February 14, 2016 at 12:48 pm

whateditorsdoI’ve been running my own private editing business for nearly four years now and prior to that I edited a newspaper/magazine and also some manuscripts for my publisher, Wombat Books/Rhiza Press. I think I do a pretty good job, all things considered. Of course, no single editor is going to suit everybody, but I’d like to think I’m good at helping people improve their books. I’ve certainly received positive feedback in my time and I know I’ve had some referrals based on the work I’ve done for some of my satisfied clients.

However, it’s always the ones who don’t like me that stick in my mind the most. Like just this week. I did a sample edit for a client so he could see the kind of work I do. When reading his novel, I noticed he had some problems with point of view. This is when an author jumps from one person’s point of view to another quickly, often several times in the same scene. It’s something that traditional publishers are strict about these days, as it annoys many readers (it certainly annoys me when I’m reading!). Also, there was a section when he was doing a lot of ‘telling’ rather than ‘showing’. This means he was just relating what happened as if he was filling you in quickly on what the characters are doing, rather than let the scene play out before the reader’s eyes. There were some other paragraphs that I tweaked a bit because I thought they could be better, but all in all, I thought, with a bit of work, he could have a pretty good manuscript on his hands.

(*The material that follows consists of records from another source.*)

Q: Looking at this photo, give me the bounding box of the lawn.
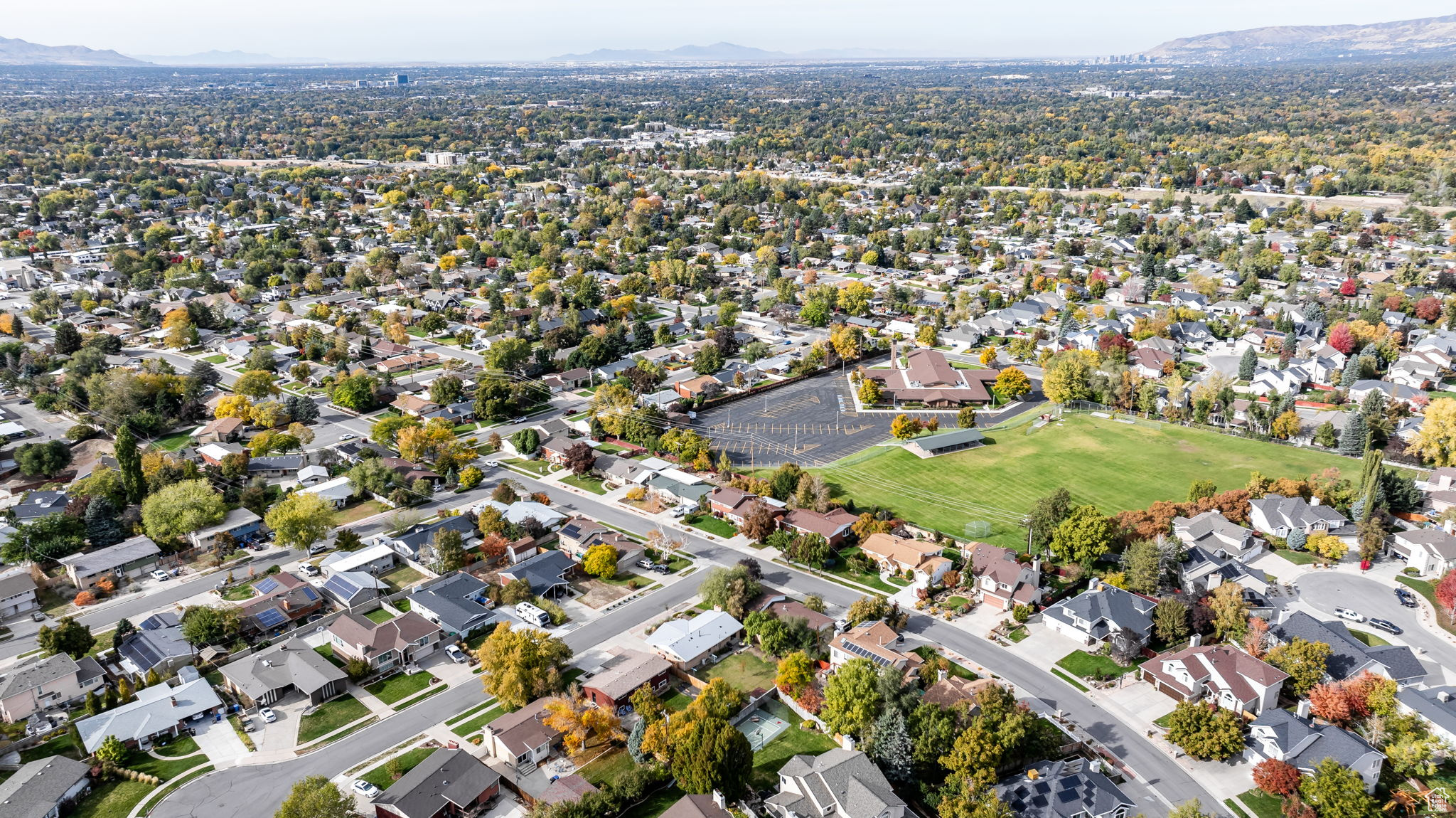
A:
[560,474,607,495]
[697,651,779,693]
[814,415,1359,547]
[364,671,429,704]
[299,693,368,744]
[750,701,839,789]
[1239,787,1284,818]
[71,782,156,818]
[450,704,505,738]
[360,747,438,789]
[380,565,425,591]
[1057,651,1142,679]
[364,608,395,625]
[683,514,738,538]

However, it was clear by his reply that he didn’t agree with my assessment. He said (and I’m paraphrasing a little): ‘It’s clear that you have no understanding of the way to write a rural romance. I’m glad I sought out the opinion of a professional editor, or I wouldn’t have realised how much they drastically try and alter an author’s voice.’

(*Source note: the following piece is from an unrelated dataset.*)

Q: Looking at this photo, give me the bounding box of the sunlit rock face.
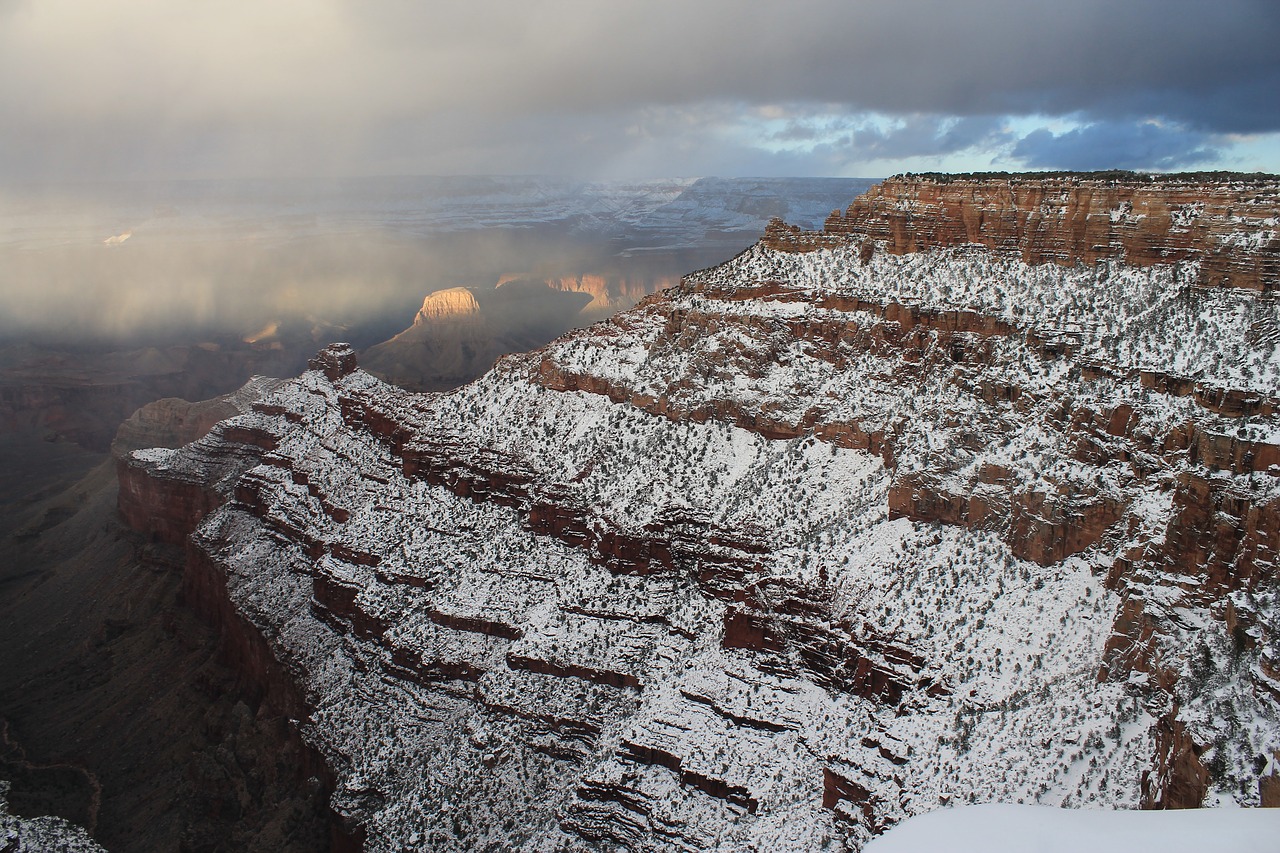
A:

Obviously not someone who’s going to become a regular client!

Looking back, I honestly don’t think I was too harsh on him. But unfortunately, some people seem to think that an editor is just going to correct a few spelling mistakes here and there and tell you your book is wonderful. No, correcting only spelling mistakes and punctuation errors is a proofreader’s job. My job is to tell you what’s wrong with your novel and what you need to fix up to make it the best it can be.

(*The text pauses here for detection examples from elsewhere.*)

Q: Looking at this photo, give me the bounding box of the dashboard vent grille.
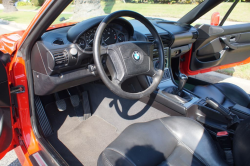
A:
[53,39,64,45]
[53,51,69,66]
[148,34,172,47]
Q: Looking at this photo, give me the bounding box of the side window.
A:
[192,2,250,26]
[225,2,250,25]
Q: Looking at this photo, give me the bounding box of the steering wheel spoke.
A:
[93,10,164,99]
[100,45,108,55]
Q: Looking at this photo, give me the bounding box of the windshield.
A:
[53,0,203,24]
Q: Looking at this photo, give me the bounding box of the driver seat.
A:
[98,117,250,166]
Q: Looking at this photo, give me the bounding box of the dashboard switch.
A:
[69,48,78,56]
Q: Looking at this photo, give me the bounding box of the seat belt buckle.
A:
[216,131,232,150]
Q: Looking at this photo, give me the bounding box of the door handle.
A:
[220,46,229,59]
[220,37,237,50]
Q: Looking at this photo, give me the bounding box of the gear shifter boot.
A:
[162,86,192,103]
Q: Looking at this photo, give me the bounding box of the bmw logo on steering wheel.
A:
[132,51,141,61]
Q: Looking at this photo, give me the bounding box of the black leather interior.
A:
[98,117,227,166]
[233,118,250,166]
[193,83,250,111]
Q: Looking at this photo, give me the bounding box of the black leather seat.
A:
[193,83,250,109]
[98,117,250,166]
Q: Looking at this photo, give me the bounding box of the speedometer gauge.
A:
[102,28,117,45]
[85,29,96,46]
[118,33,125,42]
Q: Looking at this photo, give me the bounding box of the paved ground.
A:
[0,150,21,166]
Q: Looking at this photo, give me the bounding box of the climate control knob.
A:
[69,48,78,57]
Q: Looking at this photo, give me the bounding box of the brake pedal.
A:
[82,91,91,120]
[67,89,80,107]
[55,93,67,111]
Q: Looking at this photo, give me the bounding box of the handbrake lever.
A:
[206,97,240,128]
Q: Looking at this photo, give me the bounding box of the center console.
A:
[147,48,200,115]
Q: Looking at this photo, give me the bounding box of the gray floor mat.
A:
[45,84,168,166]
[83,84,168,133]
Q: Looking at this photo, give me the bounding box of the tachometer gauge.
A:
[85,29,96,46]
[118,33,125,42]
[102,28,117,45]
[78,38,86,49]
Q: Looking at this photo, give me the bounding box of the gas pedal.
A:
[82,91,91,120]
[55,93,67,111]
[35,96,53,137]
[67,89,80,107]
[70,95,80,107]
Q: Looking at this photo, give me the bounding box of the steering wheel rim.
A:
[93,10,165,99]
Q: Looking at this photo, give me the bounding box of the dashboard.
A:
[31,16,198,96]
[76,23,129,51]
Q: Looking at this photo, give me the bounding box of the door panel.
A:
[180,24,250,75]
[0,55,14,159]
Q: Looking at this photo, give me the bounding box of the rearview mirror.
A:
[210,12,220,26]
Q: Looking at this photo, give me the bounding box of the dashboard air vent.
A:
[53,51,69,66]
[53,39,64,45]
[148,34,172,47]
[192,32,199,39]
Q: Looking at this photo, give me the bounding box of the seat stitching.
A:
[103,153,113,166]
[159,119,210,166]
[107,148,136,166]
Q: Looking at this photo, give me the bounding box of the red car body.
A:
[0,0,250,165]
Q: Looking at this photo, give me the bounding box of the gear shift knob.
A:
[178,73,188,95]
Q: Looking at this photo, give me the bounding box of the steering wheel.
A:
[93,10,164,99]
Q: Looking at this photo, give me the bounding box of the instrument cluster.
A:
[77,23,129,51]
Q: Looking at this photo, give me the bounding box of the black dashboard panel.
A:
[31,16,198,95]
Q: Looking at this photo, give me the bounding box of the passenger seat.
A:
[193,83,250,116]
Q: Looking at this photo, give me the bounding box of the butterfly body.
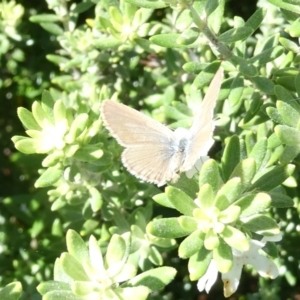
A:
[101,69,223,186]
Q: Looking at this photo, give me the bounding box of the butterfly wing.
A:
[122,145,179,186]
[101,100,178,185]
[180,67,223,171]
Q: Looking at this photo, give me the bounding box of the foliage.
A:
[0,0,300,300]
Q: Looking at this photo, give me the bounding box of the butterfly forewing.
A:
[102,100,179,186]
[180,67,223,171]
[122,145,178,186]
[101,100,175,147]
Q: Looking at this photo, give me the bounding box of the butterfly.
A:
[101,67,223,186]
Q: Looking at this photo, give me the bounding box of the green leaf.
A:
[199,159,221,195]
[234,193,272,217]
[152,193,175,209]
[147,218,191,239]
[214,177,243,210]
[176,27,200,46]
[268,0,300,14]
[198,183,214,208]
[249,46,284,64]
[228,76,244,106]
[178,230,204,258]
[218,205,241,224]
[249,165,295,191]
[249,76,275,95]
[204,229,220,250]
[269,191,294,208]
[242,215,280,236]
[125,267,177,291]
[105,234,128,266]
[249,138,268,170]
[168,173,198,199]
[193,61,220,89]
[73,143,104,165]
[11,136,40,154]
[279,144,300,165]
[178,216,198,232]
[275,37,299,52]
[219,25,253,44]
[245,8,267,32]
[53,99,67,123]
[221,135,240,181]
[36,280,71,295]
[230,158,256,190]
[230,55,258,77]
[29,14,61,23]
[274,85,294,102]
[32,101,51,128]
[182,61,208,74]
[220,225,250,252]
[205,0,226,33]
[275,125,300,146]
[66,229,89,261]
[93,36,124,50]
[295,69,300,97]
[188,247,212,280]
[213,240,233,273]
[60,253,90,281]
[165,187,197,216]
[40,22,64,36]
[266,107,285,124]
[126,0,168,9]
[17,107,41,130]
[34,167,63,188]
[276,101,300,128]
[89,187,103,212]
[39,291,82,300]
[0,281,22,300]
[65,113,89,144]
[150,33,196,48]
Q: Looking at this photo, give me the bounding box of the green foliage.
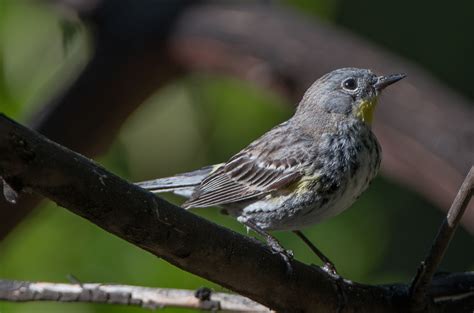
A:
[0,0,474,313]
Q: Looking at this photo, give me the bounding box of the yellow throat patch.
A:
[354,97,377,125]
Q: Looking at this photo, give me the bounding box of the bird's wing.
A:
[183,124,310,208]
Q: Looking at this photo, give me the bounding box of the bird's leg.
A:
[293,230,339,276]
[244,221,293,273]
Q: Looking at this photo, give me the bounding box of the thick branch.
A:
[0,280,271,313]
[0,116,474,313]
[0,0,189,240]
[0,0,474,239]
[410,166,474,311]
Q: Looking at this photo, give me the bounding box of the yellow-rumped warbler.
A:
[138,68,405,272]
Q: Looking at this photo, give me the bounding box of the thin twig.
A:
[0,114,474,313]
[0,280,272,313]
[410,166,474,312]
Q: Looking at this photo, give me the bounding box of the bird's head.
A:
[296,68,406,125]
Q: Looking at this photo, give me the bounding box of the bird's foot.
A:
[266,237,294,274]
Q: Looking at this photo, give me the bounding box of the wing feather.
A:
[183,123,314,208]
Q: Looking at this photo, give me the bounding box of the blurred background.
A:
[0,0,474,313]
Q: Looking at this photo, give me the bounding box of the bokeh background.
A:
[0,0,474,313]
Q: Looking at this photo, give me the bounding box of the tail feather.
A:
[135,164,221,197]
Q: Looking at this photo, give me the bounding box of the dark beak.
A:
[374,74,407,91]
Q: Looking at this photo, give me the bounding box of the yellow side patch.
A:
[285,176,318,194]
[354,97,377,125]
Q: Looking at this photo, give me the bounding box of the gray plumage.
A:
[138,68,404,266]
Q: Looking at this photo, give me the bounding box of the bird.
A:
[137,67,406,274]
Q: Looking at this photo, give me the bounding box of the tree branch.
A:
[0,115,474,313]
[410,166,474,311]
[0,279,271,313]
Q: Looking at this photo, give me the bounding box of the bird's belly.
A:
[235,136,380,230]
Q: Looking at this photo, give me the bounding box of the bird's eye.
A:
[342,77,357,91]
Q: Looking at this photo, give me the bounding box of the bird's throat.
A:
[354,97,377,125]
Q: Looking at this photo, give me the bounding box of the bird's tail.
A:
[135,164,221,198]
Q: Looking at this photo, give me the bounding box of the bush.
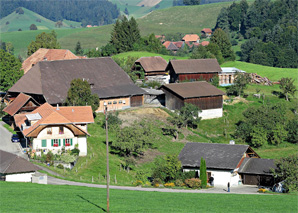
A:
[175,179,184,187]
[185,178,201,189]
[164,183,175,188]
[57,163,64,169]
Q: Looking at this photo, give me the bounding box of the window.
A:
[47,127,52,135]
[63,138,72,146]
[59,126,64,135]
[41,140,47,147]
[51,139,61,147]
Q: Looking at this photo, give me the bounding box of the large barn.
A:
[179,142,275,186]
[161,81,225,119]
[7,57,144,111]
[166,59,221,83]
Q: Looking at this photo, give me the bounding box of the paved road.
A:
[0,121,26,158]
[48,176,259,194]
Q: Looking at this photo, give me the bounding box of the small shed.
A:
[132,56,168,76]
[0,150,40,182]
[161,81,225,119]
[166,59,221,83]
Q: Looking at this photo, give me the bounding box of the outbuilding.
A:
[161,81,225,119]
[166,59,221,83]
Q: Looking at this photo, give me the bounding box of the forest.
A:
[0,0,120,26]
[215,0,298,68]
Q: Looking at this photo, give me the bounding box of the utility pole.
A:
[104,102,110,212]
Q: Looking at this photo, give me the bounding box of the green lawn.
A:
[0,182,298,213]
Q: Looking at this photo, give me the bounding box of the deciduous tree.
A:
[0,49,24,92]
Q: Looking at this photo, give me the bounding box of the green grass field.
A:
[112,52,188,61]
[0,182,298,213]
[0,8,81,33]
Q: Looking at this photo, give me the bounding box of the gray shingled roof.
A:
[162,81,225,98]
[8,57,144,104]
[238,158,276,175]
[0,150,40,174]
[179,143,249,169]
[166,59,221,74]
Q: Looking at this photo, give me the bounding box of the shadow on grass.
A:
[77,195,107,212]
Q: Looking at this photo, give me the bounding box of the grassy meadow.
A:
[0,8,81,33]
[0,182,297,213]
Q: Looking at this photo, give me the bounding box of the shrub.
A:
[185,178,201,189]
[175,179,184,187]
[57,163,64,169]
[71,148,80,155]
[133,180,143,186]
[164,183,175,188]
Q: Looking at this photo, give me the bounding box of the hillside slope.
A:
[0,8,81,32]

Yes, editors can be harsh sometimes. But guess what? The reader will be worse to you than we can ever be if they don’t like your book. Wait until you get your first negative review. Of course, every book, no matter how good, will usually receive a negative review from someone, but if you don’t listen to your editor, you could be getting a lot more than that, and you may end up with a bad reputation as an author. That will ruin any chance you have of doing well in this industry.

You don’t have to do everything your editor says. Sometimes it is just their opinion and yours will be better, as you understand your story better than anyone else. However, there’s a reason we’ve become professionals. It’s usually because we know what we’re doing. So if you ignore everything we say it likely won’t bode well for your book. Keep an open mind. Yes, we’re telling you your baby’s in need of drastic surgery, but sometimes that’s necessary in order for them to have the best and longest life possible.